2. Das Gesetz, das Gott seinem Volk gibt, ist nicht eine von einem tyrannischen Vater auferlegte Last, sondern Ausdruck jener Vaterliebe, die den rechten Weg für das menschliche Verhalten weist und Bedingung ist, um der Verheißungen Gottes teilhaftig zu werden. Das ist der Sinn der Aufforderung des Deuteronomiums: »Du sollst auf die Gebote des Herrn, deines Gottes, achten, auf seinen Wegen gehen und ihn fürchten«, die in engem Zusammenhang steht mit der Verheißung, daß Gott, der Herr, sein Volk »in ein prächtiges Land führt« (Dt 8,6 f.). Als Satzung, die den Bund zwischen Gott und den Söhnen Israels festlegt, ist das Gesetz von der Liebe geleitet. Es zu übertreten bleibt jedoch nicht ohne Folgen und bringt schmerzliche Resultate mit sich, die allerdings stets unter der Logik der Liebe stehen, denn sie veranlassen den Menschen zu einem heilsamen Bewußtwerden einer grundlegenden Dimension seines Seins. »Wenn unser Herz die Größe und Liebe Gottes entdeckt, wird es von Abscheu vor der Sünde und von ihrer Last erschüttert. Es beginnt davor zurückzuschrecken, Gott durch die Sünde zu beleidigen und so von ihm getrennt zu werden« (CEC 1432).

Wenn der Mensch sich von seinem Schöpfer abwendet, fällt er notwendigerweise ins Böse, in den Tod, ins Nichts. Im Gegenteil ist Zuwendung zu Gott Quelle des Lebens und Segens. Das wird ebenfalls vom Buch Deuteronomium betont: »Hiermit lege ich dir heute das Leben und das Glück, den Tod und das Unglück vor. Wenn du auf die Gebote des Herrn, deines Gottes, auf die ich dich heute verpflichte, hörst, indem du den Herrn, deinen Gott, liebst, auf seinen Wegen gehst und auf seine Gebote, Gesetze und Rechtsvorschriften achtest, dann wirst du leben und zahlreich werden, und der Herr, dein Gott, wird dich in dem Land, in das du hineinziehst, um es in Besitz zu nehmen, segnen« (Dt 30,15 f.).

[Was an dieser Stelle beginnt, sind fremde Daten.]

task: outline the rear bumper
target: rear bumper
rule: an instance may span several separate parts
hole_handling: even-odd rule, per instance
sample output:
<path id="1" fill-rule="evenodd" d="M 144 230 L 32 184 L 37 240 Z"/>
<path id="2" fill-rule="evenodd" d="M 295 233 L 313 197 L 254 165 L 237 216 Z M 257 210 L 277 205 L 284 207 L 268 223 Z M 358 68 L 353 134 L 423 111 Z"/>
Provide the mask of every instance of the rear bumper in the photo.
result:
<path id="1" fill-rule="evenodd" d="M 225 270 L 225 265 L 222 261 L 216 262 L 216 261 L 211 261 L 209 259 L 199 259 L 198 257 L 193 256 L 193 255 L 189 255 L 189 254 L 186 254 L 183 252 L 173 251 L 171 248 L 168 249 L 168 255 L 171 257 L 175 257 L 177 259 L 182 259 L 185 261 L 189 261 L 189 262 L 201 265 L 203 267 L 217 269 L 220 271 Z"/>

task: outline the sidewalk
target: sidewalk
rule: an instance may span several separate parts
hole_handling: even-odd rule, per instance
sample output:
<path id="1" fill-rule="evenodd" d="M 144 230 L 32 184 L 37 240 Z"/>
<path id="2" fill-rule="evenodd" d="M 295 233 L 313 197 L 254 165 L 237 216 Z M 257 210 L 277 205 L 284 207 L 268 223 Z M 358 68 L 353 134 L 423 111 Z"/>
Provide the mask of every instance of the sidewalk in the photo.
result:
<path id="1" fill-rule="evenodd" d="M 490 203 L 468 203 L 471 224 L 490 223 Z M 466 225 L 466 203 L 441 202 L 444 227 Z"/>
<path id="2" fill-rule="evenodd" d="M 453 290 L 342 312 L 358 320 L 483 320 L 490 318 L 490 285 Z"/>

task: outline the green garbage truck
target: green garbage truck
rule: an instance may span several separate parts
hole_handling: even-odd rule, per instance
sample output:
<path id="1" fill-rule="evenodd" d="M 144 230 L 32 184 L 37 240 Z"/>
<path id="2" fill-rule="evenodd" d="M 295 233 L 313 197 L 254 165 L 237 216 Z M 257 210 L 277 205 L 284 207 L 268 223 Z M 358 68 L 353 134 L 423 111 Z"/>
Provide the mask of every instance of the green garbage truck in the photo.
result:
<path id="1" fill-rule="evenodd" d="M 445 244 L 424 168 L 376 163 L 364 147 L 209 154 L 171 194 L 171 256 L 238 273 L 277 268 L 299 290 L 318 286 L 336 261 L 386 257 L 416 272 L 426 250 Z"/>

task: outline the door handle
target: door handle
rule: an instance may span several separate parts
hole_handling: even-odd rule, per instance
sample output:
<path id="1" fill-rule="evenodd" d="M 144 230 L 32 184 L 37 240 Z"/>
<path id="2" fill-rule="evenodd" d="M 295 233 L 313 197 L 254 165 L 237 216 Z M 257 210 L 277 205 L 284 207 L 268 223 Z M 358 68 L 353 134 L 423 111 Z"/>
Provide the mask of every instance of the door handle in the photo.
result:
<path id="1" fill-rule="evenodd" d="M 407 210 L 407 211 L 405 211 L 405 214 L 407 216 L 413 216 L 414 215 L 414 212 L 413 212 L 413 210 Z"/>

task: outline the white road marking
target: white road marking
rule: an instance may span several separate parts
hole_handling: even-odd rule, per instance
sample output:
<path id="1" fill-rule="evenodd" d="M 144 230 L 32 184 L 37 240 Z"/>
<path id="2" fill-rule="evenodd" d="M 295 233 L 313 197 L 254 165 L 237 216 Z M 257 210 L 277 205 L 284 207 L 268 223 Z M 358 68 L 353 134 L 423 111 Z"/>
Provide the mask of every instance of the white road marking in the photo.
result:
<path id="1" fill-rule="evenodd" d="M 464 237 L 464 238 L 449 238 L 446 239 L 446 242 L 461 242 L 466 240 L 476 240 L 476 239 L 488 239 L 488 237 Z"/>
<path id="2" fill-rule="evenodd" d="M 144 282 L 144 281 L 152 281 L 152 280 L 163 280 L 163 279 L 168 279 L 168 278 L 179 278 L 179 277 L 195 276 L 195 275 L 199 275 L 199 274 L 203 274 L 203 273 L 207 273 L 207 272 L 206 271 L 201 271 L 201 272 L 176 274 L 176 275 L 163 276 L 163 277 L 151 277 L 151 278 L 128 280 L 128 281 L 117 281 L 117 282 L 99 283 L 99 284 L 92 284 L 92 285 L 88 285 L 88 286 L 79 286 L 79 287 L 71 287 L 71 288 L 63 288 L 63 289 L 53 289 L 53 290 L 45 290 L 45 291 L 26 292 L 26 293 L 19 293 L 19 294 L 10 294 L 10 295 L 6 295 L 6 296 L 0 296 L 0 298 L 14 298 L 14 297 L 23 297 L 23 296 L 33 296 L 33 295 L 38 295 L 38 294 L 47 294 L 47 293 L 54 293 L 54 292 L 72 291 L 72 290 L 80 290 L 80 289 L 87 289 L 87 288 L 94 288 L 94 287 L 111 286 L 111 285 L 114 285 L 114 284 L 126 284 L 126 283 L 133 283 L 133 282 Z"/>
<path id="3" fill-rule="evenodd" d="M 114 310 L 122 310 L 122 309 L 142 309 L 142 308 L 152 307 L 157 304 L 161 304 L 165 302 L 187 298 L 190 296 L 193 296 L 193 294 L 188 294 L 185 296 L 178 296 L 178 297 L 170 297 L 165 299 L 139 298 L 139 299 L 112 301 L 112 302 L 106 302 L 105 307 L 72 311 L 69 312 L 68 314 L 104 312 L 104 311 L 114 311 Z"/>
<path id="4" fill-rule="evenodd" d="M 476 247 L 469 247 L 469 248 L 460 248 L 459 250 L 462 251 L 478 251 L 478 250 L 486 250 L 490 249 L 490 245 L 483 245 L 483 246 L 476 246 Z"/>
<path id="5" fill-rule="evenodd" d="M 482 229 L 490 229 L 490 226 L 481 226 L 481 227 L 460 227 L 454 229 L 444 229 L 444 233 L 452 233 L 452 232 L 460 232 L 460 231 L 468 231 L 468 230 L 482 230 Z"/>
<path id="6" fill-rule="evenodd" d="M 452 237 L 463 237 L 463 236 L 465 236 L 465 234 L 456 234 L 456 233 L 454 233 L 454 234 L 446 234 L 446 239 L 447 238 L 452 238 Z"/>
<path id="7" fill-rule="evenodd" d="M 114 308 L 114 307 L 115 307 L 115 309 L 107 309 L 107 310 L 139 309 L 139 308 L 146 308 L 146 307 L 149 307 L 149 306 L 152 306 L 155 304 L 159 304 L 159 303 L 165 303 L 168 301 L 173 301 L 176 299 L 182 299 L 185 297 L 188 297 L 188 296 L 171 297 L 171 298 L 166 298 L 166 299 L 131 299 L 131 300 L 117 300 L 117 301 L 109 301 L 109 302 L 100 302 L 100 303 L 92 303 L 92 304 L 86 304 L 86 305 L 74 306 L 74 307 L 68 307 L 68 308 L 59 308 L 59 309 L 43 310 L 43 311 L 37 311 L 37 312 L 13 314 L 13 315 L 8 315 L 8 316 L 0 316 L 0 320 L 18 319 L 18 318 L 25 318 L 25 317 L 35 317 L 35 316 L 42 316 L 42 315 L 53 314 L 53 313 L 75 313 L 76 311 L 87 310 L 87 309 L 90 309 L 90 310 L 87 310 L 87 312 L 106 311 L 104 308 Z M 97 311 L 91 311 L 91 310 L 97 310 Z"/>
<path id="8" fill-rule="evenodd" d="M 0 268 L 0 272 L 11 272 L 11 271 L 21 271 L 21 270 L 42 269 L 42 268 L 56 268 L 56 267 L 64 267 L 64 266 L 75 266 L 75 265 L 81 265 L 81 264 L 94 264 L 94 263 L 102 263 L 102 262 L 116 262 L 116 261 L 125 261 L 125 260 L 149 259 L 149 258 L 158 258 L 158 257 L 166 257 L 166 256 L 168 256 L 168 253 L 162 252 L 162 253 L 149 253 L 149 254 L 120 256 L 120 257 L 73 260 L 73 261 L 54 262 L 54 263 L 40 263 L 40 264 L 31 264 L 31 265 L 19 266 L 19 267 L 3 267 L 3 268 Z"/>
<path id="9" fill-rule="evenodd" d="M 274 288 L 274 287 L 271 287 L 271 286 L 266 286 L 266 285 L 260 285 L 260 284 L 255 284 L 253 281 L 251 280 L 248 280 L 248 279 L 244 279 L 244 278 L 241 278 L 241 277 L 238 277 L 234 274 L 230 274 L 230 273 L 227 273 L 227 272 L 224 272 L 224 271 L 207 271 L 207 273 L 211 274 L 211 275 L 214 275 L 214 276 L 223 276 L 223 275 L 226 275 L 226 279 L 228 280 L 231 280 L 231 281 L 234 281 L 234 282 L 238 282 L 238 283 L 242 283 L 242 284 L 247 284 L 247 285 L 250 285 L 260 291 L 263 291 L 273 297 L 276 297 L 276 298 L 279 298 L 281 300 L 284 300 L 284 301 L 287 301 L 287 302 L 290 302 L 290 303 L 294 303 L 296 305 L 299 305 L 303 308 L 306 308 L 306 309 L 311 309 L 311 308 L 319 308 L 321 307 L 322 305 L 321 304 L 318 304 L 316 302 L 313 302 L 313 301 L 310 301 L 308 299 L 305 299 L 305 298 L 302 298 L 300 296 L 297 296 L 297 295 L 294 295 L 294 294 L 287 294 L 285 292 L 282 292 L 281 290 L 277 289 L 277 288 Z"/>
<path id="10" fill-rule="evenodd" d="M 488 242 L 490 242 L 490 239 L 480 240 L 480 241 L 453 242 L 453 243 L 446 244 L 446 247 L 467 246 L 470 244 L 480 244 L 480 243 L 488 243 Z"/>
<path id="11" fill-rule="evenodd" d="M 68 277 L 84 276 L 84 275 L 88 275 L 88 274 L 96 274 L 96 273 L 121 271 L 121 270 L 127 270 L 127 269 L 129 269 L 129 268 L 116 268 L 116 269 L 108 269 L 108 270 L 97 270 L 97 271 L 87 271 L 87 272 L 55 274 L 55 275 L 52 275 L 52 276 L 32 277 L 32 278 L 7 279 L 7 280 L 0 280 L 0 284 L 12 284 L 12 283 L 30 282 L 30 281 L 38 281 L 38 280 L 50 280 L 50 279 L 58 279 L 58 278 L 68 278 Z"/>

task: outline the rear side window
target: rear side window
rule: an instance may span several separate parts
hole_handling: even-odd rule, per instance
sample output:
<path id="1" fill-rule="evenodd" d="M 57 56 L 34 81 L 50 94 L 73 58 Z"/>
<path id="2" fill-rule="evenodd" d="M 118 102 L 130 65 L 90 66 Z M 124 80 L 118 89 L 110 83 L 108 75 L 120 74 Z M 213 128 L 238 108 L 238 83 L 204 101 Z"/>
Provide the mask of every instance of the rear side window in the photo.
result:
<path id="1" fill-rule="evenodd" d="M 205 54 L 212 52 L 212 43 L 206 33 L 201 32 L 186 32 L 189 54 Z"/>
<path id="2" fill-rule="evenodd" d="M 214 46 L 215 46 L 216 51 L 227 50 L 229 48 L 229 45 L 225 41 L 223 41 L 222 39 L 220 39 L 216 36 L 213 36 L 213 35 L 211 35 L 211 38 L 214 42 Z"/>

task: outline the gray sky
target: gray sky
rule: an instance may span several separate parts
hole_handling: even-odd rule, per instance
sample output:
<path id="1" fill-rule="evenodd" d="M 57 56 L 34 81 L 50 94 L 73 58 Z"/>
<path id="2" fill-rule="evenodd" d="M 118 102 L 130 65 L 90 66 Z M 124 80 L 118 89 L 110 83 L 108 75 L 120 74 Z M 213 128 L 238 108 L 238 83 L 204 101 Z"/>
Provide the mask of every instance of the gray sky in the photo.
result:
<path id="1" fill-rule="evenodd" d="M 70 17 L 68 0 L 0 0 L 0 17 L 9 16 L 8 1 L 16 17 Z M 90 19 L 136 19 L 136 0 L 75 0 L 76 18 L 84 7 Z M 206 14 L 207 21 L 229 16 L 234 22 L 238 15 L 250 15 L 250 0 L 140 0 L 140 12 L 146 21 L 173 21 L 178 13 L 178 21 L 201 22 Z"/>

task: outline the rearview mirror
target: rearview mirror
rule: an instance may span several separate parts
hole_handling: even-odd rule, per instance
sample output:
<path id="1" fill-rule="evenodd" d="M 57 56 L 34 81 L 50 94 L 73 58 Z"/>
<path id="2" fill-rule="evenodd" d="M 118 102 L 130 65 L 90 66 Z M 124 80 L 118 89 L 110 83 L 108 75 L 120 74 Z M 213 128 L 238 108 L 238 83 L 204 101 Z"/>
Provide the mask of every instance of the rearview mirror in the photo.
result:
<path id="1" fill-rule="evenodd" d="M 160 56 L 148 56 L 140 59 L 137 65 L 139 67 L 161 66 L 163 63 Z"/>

3. Jesus hebt das Gesetz in seinen Grundwerten nicht auf, sondern vollendet es, wie er in der Bergpredigt selbst sagt: »Denkt nicht, ich sei gekommen, um das Gesetz und die Propheten aufzuheben. Ich bin nicht gekommen, um aufzuheben, sondern um zu erfüllen« (Mt 5,17).

Jesus verkündet als Kern des Gesetzes das Gebot der Liebe und leitet radikale Forderungen daraus ab. In Erweiterung der Vorschrift des Alten Testaments gebietet er, Freunde und Feinde zu lieben, und erklärt die Ausdehnung der Regel, indem er den Bezug zur Vaterschaft Gottes deutlich macht: »damit ihr Söhne eures Vaters im Himmel werdet; denn er läßt seine Sonne aufgehen über Bösen und Guten, und er läßt regnen über Gerechte und Ungerechte« (Mt 5,43-45 vgl. KKK CEC 2784).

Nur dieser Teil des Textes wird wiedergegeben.